Gianluca Manzetti firma la regia di questo Roma Blues, proiettato al Sudestival e ora al cinema con Art film Karos.
Il film colpisce per qualità tecnica e costruzione narrativa cara al mondo generalista, che però falliscono nel raccontare una new age romana, confondendo l’outsider con il mainstream e il blues con il pop, cercando di raccontare un nuovo cinema noir che in realtà è pura sit com per ragazzi alla Toy Story.
Introduzione
Quest’introduzione è doverosa perché il cinema italiano, anche quello per i nostri ragazzi, deve aspirare al meglio delle sue possibilità, sviluppando una narrazione meno mediata da editori e più aderente ai linguaggi delle nuove generazioni che escano dal cliché della solita Roma Capitale, che impone un immaginario semplicistico e pomposo e poco spesso incapace di lavorare per sottrazione.
Peccato davvero perché i primi cinque minuti di Roma Blues sono davvero ben realizzati. Trasportano lo spettatore visivamente in America e la bella faccia impertinente del protagonista, Al (Francesco Gheghi), sulle note di un indimenticabile Fred Buscaglione e il suo chicken style riportano al buon rock blues degli anni ’50.
Il blues è passione autentica non sit-com
La musica, citando B.B. King (che è presente in un manifesto nella camera di Al), era una passione autentica. Ed è un peccato che rispetto all’apertura piano piano questa passione inizialmente ben raccontata svanisca (solo perché la band di Al smette di fare le prove?). E lasia il posto al compitino di un piccolo detective che deve risolvere un caso di omicidio (o un’abbaglio?) dando al film un assetto da sit com. L’arrivo della bella Betty (Mikaela Neaze Silva – ex velina di Striscia la Notizia) aiuterà a risolvere l’enigma finale, incontrando personaggi sgangherati e a volte immotivati come il giardiniere presunto killer. Che non fa altro che pisciare per strada in una Roma già sommersa dai rifiuti.
Roma Blues | Non tutti i monopattini sono uguali
Al e Betty sfrecciano per la città a bordo di una scassata e non catalitica Fiat Barchetta, anche se probabilmente per un bilanciamento ecologista verso metà del film i due protagonisti decidono di inseguire i cattivi tra cantieri e vicoli della città eterna a bordo di un monopattino elettrico firmato Helbiz.

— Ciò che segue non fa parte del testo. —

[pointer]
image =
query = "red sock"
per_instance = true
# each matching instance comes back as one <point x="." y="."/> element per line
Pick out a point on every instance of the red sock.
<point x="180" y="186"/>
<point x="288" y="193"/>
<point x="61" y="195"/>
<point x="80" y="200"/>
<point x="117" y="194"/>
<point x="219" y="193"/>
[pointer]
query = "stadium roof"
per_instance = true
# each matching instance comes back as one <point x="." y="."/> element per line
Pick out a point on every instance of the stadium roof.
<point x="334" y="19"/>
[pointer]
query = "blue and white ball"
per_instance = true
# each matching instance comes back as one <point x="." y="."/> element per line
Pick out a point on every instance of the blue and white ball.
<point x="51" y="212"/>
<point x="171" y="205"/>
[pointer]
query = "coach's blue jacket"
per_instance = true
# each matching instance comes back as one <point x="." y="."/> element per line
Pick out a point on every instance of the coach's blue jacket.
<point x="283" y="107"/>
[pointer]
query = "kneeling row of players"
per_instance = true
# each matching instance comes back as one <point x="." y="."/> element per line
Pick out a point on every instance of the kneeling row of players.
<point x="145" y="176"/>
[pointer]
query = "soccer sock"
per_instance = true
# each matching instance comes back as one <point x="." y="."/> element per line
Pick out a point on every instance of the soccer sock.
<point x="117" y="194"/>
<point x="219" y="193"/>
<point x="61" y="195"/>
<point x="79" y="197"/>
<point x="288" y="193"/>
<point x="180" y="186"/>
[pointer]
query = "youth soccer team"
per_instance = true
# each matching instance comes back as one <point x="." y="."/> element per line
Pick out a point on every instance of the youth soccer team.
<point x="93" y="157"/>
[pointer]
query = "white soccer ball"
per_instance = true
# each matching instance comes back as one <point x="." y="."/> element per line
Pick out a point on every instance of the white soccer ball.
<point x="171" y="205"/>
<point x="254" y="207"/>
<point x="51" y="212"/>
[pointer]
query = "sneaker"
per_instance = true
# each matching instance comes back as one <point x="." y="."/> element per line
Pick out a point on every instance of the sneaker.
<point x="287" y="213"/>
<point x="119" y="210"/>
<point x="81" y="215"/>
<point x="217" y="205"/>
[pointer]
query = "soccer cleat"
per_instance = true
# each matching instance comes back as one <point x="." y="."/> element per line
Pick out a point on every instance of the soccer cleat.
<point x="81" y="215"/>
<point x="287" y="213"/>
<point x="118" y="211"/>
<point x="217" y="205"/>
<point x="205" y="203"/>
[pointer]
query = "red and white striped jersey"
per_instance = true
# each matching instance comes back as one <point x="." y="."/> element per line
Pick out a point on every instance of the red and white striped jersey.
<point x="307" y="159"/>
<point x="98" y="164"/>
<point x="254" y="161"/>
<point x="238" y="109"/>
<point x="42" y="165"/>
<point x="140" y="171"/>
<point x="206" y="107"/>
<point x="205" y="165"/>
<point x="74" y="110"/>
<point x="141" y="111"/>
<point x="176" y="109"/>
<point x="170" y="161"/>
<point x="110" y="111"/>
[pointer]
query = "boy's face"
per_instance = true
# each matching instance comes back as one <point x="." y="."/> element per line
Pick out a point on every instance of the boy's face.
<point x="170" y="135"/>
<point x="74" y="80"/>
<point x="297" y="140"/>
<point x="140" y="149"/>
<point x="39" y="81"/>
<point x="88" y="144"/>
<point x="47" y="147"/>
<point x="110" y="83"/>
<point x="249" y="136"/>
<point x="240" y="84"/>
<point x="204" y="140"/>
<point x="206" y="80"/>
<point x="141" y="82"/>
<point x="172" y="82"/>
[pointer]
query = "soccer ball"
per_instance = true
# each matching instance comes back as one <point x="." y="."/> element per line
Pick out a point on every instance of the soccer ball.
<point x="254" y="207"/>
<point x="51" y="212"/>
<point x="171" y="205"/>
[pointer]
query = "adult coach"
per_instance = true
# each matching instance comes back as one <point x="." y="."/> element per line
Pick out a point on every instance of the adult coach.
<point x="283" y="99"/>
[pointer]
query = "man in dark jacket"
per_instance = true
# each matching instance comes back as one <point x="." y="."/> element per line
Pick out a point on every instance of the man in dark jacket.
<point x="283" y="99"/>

E pensare che nella stessa Roma un anno fa Mathieu Amalric a bordo di un monopattino urlava ad un divertito Nanni Moretti: “Il tuo è un film sovversivo!” raccontando una città mutata da quando il regista la osservava 30 anni prima in Caro Diario a bordo di una Vespa 125 blu (che oggi possiamo ammirare proprio al Museo del Cinema di Torino).
In conclusione, Roma Blues non è un film sovversivo né tantomeno outsider. Non ci sono nuovi detective o femme fatale, né musica blues o locali romani che raccontano i sogni e le trasgressioni delle nuove generazioni, ma un sano intrattenimento made in Roma.
L’esperimento di evocare un nuovo genere noir a colori fallisce e l’epilogo diventa un vero far west per turisti, dove un convulso manipolo di personaggi mal caratterizzati si ritrova a sparare in aria veri colpi di pistola che feriscono anche lo spettatore. Davvero un peccato.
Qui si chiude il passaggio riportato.